Question

# A 10cm×10cm×10cm wood block with a density of 730 kg/m3 floats in water. What is the...

A 10cm×10cm×10cm wood block with a density of 730 kg/m3 floats in water.

What is the distance from the top of the block to the water if the water is fresh?

If it's seawater? Suppose that ρ=1030kg/m3.

#### Homework Answers

Answer #1

Density of fresh water, = 1000 kg/m^3

Density of sea water, = 1030 kg/m^3 (Given)

Volume of the wooden block, V = 10 cm x 10 cm x 10 cm = 1000 cm^3 = 1000 x 10^-6 m^3 = 10^-3 m^3

So, mass of wooden block, m = V*730 kg = 10^-3 * 730 kg = 0.730 kg

(a) When the wooden block floats in fresh water -

Suppose h meter is the distance of the top from water.

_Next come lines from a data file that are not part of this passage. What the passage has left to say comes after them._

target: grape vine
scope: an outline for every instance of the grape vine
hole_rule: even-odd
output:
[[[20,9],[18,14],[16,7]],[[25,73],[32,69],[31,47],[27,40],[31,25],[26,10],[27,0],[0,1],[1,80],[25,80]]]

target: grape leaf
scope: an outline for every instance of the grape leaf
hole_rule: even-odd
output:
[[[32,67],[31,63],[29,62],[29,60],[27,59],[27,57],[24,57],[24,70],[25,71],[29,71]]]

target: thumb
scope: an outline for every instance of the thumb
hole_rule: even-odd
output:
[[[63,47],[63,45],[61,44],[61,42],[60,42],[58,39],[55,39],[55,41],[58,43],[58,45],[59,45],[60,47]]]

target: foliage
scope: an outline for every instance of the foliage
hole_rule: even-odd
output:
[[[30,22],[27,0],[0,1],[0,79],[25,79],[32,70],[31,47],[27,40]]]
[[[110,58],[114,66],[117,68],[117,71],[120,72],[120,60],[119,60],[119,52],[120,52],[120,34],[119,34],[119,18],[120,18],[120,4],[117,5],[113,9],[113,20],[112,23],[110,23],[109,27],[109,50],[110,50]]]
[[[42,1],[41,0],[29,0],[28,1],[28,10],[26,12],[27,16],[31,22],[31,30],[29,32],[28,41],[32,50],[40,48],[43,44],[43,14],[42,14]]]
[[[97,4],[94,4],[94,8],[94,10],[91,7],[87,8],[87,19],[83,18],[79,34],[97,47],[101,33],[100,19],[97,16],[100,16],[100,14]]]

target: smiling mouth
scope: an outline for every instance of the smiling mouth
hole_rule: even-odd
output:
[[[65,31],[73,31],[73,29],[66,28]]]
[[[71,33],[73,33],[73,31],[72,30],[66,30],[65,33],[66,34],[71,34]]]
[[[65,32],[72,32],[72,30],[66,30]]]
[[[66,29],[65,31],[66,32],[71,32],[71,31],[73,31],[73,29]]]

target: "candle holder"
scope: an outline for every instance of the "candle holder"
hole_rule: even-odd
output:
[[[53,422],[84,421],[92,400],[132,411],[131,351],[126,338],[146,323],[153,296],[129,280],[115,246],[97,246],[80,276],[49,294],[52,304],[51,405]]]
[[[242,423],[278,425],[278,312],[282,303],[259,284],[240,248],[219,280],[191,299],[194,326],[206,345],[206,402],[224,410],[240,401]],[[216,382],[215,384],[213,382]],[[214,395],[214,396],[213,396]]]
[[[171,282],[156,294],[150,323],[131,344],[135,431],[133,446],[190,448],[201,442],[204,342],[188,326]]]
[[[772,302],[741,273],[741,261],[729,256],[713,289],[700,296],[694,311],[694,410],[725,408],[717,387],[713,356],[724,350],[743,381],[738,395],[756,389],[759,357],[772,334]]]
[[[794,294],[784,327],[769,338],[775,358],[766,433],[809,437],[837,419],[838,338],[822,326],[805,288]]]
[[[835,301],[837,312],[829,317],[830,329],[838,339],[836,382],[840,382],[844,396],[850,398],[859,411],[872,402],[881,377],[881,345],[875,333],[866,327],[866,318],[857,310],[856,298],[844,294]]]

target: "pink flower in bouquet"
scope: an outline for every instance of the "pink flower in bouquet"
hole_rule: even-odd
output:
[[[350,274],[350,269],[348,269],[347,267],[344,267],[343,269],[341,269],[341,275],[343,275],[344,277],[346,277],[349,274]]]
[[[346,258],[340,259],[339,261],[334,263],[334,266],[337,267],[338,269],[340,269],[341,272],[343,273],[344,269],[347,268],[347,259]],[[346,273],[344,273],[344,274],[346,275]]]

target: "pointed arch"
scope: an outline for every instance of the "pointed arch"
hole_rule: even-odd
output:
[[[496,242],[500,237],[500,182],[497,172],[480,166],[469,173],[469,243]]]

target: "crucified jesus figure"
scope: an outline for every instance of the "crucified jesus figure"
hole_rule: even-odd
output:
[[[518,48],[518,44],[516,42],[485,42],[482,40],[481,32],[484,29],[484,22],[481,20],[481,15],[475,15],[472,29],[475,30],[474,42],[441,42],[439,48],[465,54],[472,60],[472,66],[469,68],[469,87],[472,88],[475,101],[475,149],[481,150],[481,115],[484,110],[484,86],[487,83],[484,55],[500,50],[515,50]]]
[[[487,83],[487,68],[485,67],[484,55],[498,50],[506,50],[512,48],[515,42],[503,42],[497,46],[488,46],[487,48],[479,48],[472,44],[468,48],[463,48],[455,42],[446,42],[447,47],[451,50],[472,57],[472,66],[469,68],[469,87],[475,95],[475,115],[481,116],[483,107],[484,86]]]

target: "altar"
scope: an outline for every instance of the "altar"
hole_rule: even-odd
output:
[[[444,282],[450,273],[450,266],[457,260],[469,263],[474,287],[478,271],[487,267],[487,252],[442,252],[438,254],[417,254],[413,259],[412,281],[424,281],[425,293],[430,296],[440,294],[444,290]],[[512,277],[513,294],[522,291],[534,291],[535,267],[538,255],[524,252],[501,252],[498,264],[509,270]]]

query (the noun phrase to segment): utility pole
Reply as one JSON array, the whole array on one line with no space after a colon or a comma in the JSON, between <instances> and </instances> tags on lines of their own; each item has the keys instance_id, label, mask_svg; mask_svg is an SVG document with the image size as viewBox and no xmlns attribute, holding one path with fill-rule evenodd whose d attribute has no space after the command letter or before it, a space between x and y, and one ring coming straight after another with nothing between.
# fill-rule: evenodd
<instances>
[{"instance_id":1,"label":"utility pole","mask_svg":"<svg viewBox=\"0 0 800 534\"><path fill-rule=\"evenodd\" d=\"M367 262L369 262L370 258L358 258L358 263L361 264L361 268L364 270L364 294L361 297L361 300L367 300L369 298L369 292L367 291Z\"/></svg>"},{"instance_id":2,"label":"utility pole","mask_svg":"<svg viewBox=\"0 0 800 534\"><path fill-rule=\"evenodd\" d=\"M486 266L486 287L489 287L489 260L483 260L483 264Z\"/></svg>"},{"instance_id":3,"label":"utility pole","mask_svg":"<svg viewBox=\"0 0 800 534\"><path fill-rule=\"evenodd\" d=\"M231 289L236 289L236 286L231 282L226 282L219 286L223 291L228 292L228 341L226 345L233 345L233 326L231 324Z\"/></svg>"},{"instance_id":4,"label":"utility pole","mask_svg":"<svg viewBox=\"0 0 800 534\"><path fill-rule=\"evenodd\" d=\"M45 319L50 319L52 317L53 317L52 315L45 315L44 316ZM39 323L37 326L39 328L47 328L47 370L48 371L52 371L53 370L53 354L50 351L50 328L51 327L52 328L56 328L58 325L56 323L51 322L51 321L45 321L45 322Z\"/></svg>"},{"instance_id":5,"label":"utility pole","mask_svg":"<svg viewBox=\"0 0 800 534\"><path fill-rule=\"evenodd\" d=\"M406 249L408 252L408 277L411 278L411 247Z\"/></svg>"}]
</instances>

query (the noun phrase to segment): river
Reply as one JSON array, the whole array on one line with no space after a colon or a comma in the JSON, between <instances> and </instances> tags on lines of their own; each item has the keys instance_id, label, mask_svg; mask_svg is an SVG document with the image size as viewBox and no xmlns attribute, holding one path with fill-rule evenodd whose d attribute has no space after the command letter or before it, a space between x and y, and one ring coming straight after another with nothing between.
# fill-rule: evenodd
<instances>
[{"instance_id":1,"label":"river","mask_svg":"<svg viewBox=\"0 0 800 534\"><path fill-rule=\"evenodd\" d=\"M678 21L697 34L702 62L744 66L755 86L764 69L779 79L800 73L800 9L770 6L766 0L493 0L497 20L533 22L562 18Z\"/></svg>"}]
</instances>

So, volume of displaced water = 0.10 x 0.10 x h m^3

Apply Arhimedes principle -

0.10 x 0.10 x (0.10 - h) x 1000 = 0.730

=> 0.10 - h = 0.730 / (0.10 x 0.10 x 1000) = 0.073

=> h = 0.10 - 0.073 = 0.027 m = 2.7 cm

(b) When the block floats in sea water -

We have -

0.10 x 0.10 x (0.10 - h') x 1030 = 0.730

=> 0.10 - h' = 0.730 / (0.10 x 0.10 x 1030) = 0.0709

=> h' = 0.10 - 0.0709 = 0.0291 m = 2.91 cm (Answer)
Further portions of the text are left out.